Un codice identificativo, un modo per guardare avanti, per superare il Futurismo e la Metafisica richiamandosi alla suggestione della classicità. Ritorno all’ordine che dà sicurezza, fa recuperare i valori e fa ritornare al mestiere (come suggeriva De Chirico), ma è allo stesso tempo un bel termine di paragone, una prova difficile. Mettersi in rapporto con Piero della Francesca, come fa nel ’22 Felice Casorati quando ritrae Silvana Cenni come se fosse la Madonna della Misericordia di quasi cinque secoli prima, significa re-interpretare e non imitare. Antichità come dimensione del sogno, rinascimento come radici formali: giusto il binario di analisi di Daniela Ferrari, curatrice della mostra con Beatrice Avanzi, sotto la regia del direttore del Mart, Gianfranco Maraniello. 

Eterna Bellezza

Ed è strana la parabola comunicativa di Margherita Sarfatti e del suo gruppo di Novecento, nato nel salotto milanese del mercoledì. <L’arte nuova tanto più sarà classica, quanto meno incapperà nel classicismo>, professava lei, intellettuale e ovviamente amante del Duce, che costruisce l’homo novus per il Fascismo attraverso i sette artisti di Novecento. Casorati, Oppi, Sironi, Marussig, Dudreville, Funi e Bucci espongono nel ’22 alla Galleria Pesaro, due anni dopo alla Biennale di Venezia, nel ’26 Mussolini presiede all’apertura della loro mostra alla Permanente e poi il declino, le accuse violente, nel ’31 sono diventati nemici e si dissolvono tra le polemiche. Puf. Non servono più, probabilmente. Il potere è stato raggiunto, l’estetica deve dare la sicurezza dell’hic et nunc e non sfuggire verso l’idillio del tempo classico. Quel tanto di rivoluzionario, di <grido di liberazione> che la Sarfatti proclamava, con quel suo cognome di radice ebraica che faceva storcere il naso a molti, cede quindi il passo all’iconologia statuaria del vir, michelangiolesco oltremisura, supereoe in camicia nera.

Questa mostra, oltre cento capolavori divisi per generi, porta il suo contributo critico (quindi: si può fare ricerca e staccare migliaia di biglietti) a evidenziare la ventata di bellezza che poi si propaga ad altri maestri del Novecento, da Morandi a Martini, a Wildt, a Cagnaccio di San Pietro.
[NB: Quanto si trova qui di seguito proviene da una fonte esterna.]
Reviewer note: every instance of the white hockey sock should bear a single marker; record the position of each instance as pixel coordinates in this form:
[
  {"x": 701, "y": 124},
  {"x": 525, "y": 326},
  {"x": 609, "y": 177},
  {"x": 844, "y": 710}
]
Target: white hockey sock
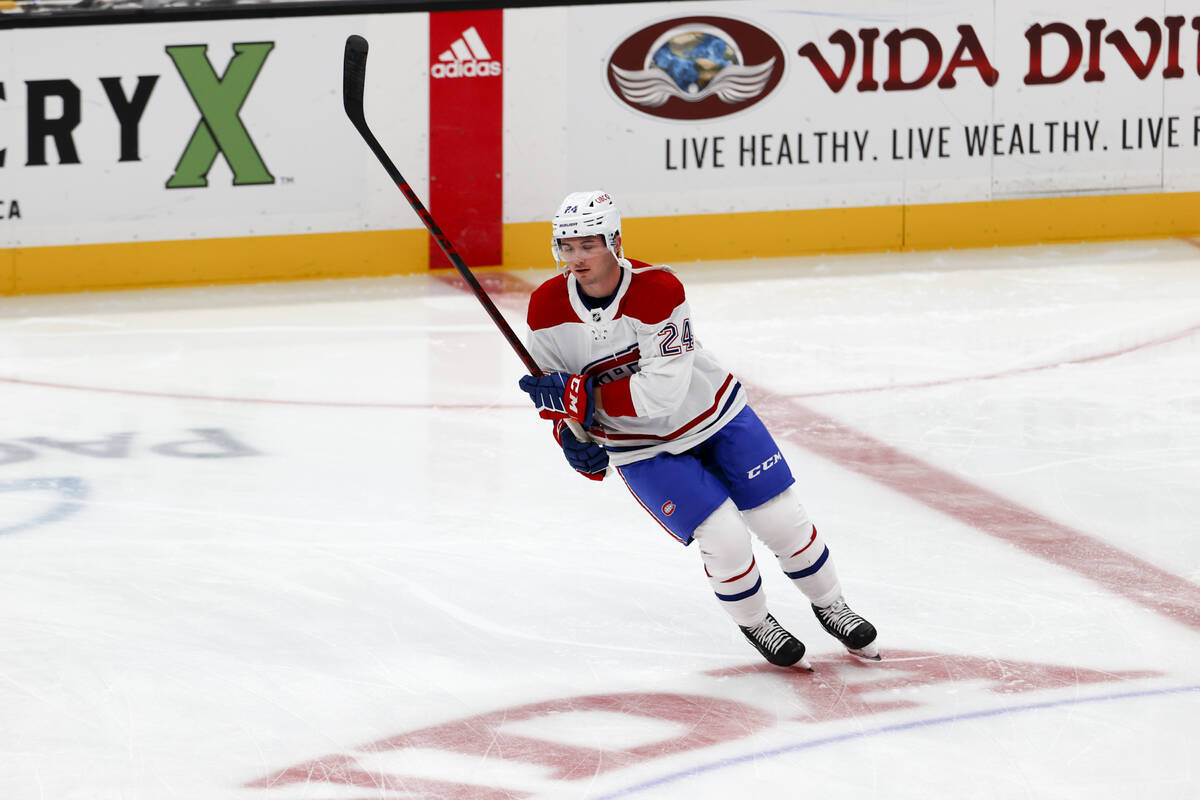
[
  {"x": 730, "y": 565},
  {"x": 784, "y": 525}
]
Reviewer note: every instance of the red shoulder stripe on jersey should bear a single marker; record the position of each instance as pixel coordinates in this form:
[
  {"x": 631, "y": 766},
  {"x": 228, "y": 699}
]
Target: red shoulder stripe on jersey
[
  {"x": 652, "y": 296},
  {"x": 550, "y": 305},
  {"x": 616, "y": 400}
]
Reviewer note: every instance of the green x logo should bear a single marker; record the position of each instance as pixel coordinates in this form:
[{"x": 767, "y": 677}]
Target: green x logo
[{"x": 220, "y": 128}]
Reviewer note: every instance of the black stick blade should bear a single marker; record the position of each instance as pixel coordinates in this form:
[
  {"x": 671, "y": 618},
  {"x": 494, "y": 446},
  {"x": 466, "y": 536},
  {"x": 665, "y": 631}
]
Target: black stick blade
[{"x": 354, "y": 77}]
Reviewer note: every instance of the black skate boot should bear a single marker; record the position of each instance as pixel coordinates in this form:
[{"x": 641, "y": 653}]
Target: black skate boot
[
  {"x": 775, "y": 644},
  {"x": 855, "y": 632}
]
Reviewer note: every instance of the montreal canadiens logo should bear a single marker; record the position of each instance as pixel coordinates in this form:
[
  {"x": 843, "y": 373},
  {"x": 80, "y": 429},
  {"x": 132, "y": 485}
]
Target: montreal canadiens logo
[{"x": 695, "y": 67}]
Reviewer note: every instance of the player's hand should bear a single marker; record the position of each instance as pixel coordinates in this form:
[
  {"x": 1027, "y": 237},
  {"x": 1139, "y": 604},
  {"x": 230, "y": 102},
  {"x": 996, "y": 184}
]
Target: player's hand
[
  {"x": 588, "y": 458},
  {"x": 561, "y": 396}
]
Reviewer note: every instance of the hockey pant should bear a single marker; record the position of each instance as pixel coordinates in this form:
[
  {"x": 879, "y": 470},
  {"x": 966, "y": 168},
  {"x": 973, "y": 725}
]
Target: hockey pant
[{"x": 784, "y": 525}]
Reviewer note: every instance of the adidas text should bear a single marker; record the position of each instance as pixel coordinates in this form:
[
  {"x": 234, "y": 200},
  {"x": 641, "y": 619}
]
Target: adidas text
[{"x": 466, "y": 70}]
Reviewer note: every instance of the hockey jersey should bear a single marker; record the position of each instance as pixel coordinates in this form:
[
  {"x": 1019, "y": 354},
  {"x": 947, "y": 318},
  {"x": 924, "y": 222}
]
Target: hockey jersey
[{"x": 657, "y": 389}]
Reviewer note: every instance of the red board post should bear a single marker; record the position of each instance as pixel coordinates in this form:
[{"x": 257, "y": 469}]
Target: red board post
[{"x": 466, "y": 134}]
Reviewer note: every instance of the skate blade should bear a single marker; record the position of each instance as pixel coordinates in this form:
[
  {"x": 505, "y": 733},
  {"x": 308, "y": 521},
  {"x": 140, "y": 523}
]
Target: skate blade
[{"x": 870, "y": 653}]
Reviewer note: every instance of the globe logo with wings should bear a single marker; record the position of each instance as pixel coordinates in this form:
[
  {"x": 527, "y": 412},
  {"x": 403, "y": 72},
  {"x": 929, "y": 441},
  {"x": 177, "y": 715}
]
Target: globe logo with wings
[{"x": 699, "y": 67}]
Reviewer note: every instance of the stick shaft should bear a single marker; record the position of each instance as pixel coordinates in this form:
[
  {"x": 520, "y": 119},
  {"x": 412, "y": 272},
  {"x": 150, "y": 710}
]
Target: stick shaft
[{"x": 353, "y": 80}]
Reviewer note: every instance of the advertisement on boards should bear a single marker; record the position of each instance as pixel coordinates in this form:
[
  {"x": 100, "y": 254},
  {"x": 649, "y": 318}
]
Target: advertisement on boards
[
  {"x": 204, "y": 130},
  {"x": 747, "y": 107}
]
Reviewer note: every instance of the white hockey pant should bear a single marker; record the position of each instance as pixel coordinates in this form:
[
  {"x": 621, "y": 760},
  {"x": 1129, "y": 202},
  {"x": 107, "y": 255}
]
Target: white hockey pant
[{"x": 781, "y": 524}]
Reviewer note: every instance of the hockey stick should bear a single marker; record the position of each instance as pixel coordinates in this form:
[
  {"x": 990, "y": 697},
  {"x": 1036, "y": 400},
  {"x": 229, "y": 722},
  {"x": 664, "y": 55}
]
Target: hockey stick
[
  {"x": 354, "y": 74},
  {"x": 354, "y": 77}
]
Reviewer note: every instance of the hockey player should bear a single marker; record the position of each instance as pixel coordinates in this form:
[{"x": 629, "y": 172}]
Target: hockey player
[{"x": 622, "y": 362}]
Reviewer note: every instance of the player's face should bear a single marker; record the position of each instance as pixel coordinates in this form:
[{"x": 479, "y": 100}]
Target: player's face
[{"x": 592, "y": 264}]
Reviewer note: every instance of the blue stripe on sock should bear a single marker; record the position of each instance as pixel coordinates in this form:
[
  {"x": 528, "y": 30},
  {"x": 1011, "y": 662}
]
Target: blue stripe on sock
[
  {"x": 807, "y": 571},
  {"x": 741, "y": 595}
]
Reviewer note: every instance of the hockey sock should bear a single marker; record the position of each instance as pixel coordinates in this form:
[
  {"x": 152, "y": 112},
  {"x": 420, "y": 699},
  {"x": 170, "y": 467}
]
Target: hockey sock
[
  {"x": 730, "y": 565},
  {"x": 784, "y": 525}
]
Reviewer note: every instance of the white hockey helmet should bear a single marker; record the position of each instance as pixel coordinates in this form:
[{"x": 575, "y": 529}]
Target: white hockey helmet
[{"x": 587, "y": 214}]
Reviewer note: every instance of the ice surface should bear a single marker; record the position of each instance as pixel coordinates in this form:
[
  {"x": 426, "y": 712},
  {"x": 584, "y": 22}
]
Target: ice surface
[{"x": 310, "y": 541}]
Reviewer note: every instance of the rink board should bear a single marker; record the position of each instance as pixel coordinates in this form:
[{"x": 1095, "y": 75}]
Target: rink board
[{"x": 217, "y": 150}]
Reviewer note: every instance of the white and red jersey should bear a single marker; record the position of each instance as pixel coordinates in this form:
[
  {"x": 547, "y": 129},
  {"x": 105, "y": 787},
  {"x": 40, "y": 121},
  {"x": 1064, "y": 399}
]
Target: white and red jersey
[{"x": 657, "y": 389}]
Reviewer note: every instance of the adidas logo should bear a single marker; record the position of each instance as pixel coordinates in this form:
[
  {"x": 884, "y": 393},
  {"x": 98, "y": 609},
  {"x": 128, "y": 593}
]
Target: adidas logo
[{"x": 467, "y": 58}]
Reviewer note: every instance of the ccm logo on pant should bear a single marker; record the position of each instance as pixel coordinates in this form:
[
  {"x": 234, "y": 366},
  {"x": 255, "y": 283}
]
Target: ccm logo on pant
[{"x": 763, "y": 467}]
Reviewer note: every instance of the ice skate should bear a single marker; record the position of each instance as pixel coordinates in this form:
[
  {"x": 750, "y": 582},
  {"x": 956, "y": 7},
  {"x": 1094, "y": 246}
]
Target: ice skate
[
  {"x": 855, "y": 632},
  {"x": 775, "y": 644}
]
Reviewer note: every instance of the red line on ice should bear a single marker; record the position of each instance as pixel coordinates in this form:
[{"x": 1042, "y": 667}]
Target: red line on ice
[
  {"x": 1117, "y": 571},
  {"x": 1091, "y": 558}
]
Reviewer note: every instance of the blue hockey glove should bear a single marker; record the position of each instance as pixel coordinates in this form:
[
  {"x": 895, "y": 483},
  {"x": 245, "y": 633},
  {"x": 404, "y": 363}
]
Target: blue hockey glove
[
  {"x": 588, "y": 458},
  {"x": 561, "y": 396}
]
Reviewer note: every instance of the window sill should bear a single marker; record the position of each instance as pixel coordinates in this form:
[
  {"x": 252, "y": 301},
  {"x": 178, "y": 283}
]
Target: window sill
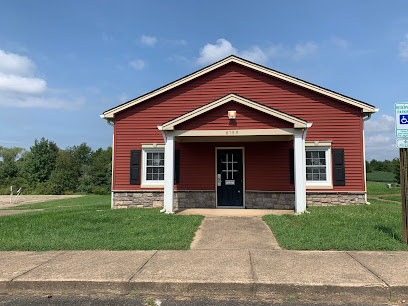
[
  {"x": 152, "y": 186},
  {"x": 319, "y": 186}
]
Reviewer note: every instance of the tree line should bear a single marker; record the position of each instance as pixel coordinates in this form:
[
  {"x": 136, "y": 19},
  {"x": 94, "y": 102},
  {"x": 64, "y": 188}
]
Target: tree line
[{"x": 47, "y": 169}]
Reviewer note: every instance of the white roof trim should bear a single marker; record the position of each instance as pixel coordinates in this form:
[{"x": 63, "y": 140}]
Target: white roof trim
[
  {"x": 366, "y": 108},
  {"x": 297, "y": 122}
]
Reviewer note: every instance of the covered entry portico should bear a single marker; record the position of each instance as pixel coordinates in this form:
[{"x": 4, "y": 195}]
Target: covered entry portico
[{"x": 177, "y": 131}]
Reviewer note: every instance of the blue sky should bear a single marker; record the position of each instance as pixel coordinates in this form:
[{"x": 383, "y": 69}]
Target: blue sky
[{"x": 62, "y": 63}]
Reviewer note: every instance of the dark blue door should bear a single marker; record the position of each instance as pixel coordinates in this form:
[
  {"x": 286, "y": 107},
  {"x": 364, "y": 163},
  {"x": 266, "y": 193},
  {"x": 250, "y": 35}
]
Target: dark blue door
[{"x": 229, "y": 177}]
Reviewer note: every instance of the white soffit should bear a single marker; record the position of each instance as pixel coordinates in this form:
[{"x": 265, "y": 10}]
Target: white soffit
[
  {"x": 365, "y": 108},
  {"x": 297, "y": 122}
]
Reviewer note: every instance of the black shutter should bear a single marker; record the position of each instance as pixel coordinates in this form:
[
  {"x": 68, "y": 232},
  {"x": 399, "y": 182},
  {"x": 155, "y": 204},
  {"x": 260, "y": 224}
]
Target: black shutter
[
  {"x": 176, "y": 166},
  {"x": 339, "y": 173},
  {"x": 135, "y": 167},
  {"x": 292, "y": 166}
]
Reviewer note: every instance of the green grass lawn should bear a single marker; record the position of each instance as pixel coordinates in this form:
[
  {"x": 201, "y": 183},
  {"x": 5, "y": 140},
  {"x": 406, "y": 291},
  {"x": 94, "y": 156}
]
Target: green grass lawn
[
  {"x": 358, "y": 227},
  {"x": 376, "y": 188},
  {"x": 88, "y": 223},
  {"x": 380, "y": 176}
]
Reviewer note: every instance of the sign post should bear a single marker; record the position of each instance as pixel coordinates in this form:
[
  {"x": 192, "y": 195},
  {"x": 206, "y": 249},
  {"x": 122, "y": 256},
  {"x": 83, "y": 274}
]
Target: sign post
[{"x": 401, "y": 133}]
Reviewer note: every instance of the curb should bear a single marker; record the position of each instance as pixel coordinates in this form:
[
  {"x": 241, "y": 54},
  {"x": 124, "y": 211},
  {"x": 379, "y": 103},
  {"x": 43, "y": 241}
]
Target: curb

Ci riesce Casorati con i nudi asessuati del Concerto (1924) dagli echi masacceschi (il Battesimo dei Neofiti della Cappella Brancacci a Firenze) e, perché no, ingresiani. Il concerto dell’armonia divina e la nudità platonica dell’idea. Gli enigmi delle piazze vuote di De Chirico e il mito degli Argonauti di suo fratello Savinio costituiscono la prima delle sette sezioni in cui si articola la mostra.

Si approfondisce l’antico (il Ritratto di signora di Massimo Campigli, del ’24) e il tema del ritratto, con un capolavoro come Donne per le scale di Antonio Donghi del 1929, muta elegia di chiacchiere condominiali, un classico appunto. Si passa quindi al Nudo, come quello di   Marussig con la sensualità della sua Venere, che fu di Tiziano e poi di Manet. Il paesaggio visto con gli occhi  di Sironi ne L’Attesa (1931), una figura divenuta statua attende lo sbarco di una nave scultura, un tempo lontanissimo che incarta i sentimenti. E la poetica degli oggetti quotidiani con una Natura morta del ’21 di Giorgio Morandi che fa emergere bottiglie e dettagli man mano che l’occhio si adegua al contorno per arrivare infine a celebrare le stagioni della vita con il Filo d’Oro di Adolfo Wildt, volto di fanciulla in marmo e senza occhi.